Norwegian shipping company orders two hydrogen ferries
Two hydrogen ferries will serve Norway’s longest ferry route across the Vestfjord from 2025. Shipping company Torghatten Nord commissioned The Norwegian Ship Design Company with the design. PowerCell will supply the fuel cell technology, and control and propulsion technology comes from SEAM.
According to PowerCell, the project is valued €19.2 million, making it the world’s largest hydrogen project in the marine industry to date. The two FC ferries will each have room for 599 passengers, 120 cars and twelve trucks, and should be delivered in the fourth quarter of 2024. PowerCell will supply its Marine System 200, which will enable the ferries to generate a total of approximately 13 MW of electricity.

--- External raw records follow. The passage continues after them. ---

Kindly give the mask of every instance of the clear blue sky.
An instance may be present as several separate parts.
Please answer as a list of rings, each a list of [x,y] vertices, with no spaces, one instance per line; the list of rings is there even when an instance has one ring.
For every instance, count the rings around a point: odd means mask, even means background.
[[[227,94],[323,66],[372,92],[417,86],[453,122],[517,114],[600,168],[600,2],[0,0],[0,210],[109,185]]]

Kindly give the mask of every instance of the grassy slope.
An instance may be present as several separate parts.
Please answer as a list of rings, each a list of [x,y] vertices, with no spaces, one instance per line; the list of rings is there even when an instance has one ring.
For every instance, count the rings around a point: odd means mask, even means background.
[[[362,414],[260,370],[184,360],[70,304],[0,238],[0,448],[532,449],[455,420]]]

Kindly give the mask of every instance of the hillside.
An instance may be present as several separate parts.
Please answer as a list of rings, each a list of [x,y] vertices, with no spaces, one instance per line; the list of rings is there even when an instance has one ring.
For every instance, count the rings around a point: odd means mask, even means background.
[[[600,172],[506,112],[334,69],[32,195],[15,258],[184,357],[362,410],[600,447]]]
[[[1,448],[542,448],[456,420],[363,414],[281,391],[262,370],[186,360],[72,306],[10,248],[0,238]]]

There are no details about the SEAM propulsion system, so about the electric motors or how much hydrogen can be stored on board. What is clear, however, is that the ferries must run on at least 85 per cent hydrogen and no more than 15 per cent biofuel.
The Norwegian government stipulated that new ferries across the Vestfjord to Lofoten must be emission-free and run predominantly on hydrogen.
“This is a groundbreaking project for the entire marine industry that we are very happy to be part of,” says Richard Berkling, CEO of PowerCell. “Norway led the development in the introduction of liquefied natural gas in the marine industry and now they are taking an important step to establish green hydrogen as the energy source to decarbonize marine commercial operations.”
There are some 800 ferry routes in Norway. And though not all of them are as long as the above-mentioned connection, there is great potential for, and great interest in hydrogen-electric solutions, says Berkling. “From next year, the maritime sector will be included in the EU Emissions Trading Scheme, which will increase demand for hydrogen-powered net-zero solutions.”